Both Sultan and Toth commented on Sharpe's clarity of purpose, her willingness to accept changing industry dynamics and her ability to push hard toward next-generation travel management.

"She's been able to shape the direct channel because she knows how to engage and motivate her travelers. She's taken the time to understand the tools, communicated a clear message to her travelers, given them the choices, shown them what it looks like and explained the value proposition," said Toth. "That has helped United because we need to see critical mass with the data. We have to survey the users of the system so when we role this out we've tested every aspect. We have been able to do that with Cathy because of how well she's driven adoption. That's hard to find."

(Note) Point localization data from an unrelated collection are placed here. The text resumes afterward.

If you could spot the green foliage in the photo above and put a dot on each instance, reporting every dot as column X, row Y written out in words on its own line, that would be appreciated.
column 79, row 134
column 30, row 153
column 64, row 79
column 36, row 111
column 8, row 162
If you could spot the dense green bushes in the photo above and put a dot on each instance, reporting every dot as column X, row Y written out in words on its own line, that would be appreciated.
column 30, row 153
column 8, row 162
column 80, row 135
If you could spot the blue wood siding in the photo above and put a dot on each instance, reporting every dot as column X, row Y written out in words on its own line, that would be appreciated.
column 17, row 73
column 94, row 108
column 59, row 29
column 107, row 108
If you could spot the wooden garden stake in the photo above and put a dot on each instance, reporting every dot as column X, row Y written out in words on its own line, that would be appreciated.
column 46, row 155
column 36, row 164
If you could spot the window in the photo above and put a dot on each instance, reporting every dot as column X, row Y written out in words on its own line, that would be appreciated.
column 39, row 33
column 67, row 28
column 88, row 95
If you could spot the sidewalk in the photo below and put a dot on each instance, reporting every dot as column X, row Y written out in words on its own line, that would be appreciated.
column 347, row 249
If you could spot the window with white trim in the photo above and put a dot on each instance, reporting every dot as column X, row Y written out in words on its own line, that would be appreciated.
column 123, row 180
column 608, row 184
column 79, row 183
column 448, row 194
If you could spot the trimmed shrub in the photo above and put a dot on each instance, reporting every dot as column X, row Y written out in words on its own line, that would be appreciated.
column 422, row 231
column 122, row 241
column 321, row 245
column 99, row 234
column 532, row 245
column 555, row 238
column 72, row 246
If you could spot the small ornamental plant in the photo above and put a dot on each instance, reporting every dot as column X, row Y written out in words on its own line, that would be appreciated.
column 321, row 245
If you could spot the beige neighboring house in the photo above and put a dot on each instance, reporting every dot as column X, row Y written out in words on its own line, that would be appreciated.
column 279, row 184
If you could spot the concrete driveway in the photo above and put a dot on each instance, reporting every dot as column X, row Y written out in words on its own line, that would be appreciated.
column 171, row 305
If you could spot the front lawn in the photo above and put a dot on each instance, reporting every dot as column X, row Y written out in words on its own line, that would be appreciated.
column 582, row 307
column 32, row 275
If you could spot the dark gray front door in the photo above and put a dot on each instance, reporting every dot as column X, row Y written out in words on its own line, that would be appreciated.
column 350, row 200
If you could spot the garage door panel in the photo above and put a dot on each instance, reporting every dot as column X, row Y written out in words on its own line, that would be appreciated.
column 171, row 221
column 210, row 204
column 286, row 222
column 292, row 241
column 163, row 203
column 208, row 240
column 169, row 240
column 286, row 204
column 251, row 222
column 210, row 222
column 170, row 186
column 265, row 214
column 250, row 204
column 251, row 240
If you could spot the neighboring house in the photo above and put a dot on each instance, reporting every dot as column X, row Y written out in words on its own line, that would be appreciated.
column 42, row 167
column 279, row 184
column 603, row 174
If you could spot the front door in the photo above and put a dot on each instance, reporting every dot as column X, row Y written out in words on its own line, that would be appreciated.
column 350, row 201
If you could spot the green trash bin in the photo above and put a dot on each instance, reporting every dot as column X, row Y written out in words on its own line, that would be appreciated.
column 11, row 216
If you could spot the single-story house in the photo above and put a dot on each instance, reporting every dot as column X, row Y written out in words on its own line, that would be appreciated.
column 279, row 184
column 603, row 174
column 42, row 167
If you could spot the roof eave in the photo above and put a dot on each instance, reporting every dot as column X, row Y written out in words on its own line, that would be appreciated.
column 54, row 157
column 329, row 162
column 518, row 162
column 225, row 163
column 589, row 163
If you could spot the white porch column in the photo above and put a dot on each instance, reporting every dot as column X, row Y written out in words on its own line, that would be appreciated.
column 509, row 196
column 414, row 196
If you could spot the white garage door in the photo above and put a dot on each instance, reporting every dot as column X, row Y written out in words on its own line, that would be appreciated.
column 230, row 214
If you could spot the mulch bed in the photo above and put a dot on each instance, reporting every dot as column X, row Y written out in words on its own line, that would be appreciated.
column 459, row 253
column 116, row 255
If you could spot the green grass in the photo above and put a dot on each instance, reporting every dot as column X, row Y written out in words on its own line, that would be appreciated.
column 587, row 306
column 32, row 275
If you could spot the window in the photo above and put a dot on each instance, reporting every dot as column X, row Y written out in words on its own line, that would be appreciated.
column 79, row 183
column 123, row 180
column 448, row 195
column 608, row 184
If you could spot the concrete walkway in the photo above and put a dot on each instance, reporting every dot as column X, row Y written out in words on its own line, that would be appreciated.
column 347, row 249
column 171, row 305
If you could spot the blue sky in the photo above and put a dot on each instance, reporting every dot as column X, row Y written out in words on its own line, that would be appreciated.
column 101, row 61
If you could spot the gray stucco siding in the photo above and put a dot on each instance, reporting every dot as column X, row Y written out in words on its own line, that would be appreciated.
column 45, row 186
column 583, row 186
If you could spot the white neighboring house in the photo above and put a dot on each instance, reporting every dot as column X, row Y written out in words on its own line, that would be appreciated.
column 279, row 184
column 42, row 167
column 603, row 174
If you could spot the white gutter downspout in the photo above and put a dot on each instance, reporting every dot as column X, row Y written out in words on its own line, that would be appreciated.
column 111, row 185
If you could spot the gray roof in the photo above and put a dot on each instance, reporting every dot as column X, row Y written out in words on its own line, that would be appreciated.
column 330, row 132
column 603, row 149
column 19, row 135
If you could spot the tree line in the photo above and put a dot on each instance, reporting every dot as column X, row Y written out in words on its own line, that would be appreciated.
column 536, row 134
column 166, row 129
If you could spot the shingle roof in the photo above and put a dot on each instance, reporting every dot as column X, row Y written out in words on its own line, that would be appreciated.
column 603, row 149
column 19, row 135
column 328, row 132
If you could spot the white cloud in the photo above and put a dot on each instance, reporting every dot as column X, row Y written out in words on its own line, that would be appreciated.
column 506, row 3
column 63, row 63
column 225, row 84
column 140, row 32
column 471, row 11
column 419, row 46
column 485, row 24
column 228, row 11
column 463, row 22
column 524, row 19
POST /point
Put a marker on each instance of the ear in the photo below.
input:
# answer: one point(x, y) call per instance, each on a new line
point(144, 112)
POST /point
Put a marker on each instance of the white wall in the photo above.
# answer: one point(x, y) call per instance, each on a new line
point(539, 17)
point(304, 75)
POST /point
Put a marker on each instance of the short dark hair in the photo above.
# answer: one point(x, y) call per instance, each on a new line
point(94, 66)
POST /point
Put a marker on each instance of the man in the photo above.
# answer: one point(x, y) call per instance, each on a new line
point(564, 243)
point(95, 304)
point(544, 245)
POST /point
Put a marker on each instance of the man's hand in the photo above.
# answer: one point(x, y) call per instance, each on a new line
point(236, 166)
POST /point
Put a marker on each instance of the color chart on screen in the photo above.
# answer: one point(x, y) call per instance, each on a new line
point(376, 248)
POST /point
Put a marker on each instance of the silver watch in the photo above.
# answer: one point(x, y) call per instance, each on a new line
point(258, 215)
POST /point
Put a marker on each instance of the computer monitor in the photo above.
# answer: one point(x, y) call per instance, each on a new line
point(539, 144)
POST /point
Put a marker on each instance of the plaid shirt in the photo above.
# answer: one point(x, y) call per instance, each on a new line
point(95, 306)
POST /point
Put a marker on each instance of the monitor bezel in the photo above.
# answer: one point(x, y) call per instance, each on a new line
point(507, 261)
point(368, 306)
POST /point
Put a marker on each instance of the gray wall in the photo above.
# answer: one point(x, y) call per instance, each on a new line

While Sharpe underscores that her program is just a pilot, the influence of that pilot has been far reaching and is likely to extend farther as Sharpe continues to focus her vision. Ultimately, she says, despite the fact that she's working with off-channel tools, it all comes back to the TMC, which she believes is at the heart of managed travel.

"The TMCs need the data, and they need to be able to service the bookings," she said. "While I haven't seen as much concern on the hotel side, on the air side, things get tricky. You need to be able to provide some service elements if someone needs it. It's simple to say that anything can be done online, but we know the reality: People need service," said Sharpe.

"I believe in the TMC and I want them to remain relevant and stretch and find new opportunities—not commoditized, not transaction. What else are you bringing to collaborate with me? Better data, better services? That's where we ultimately have to end up."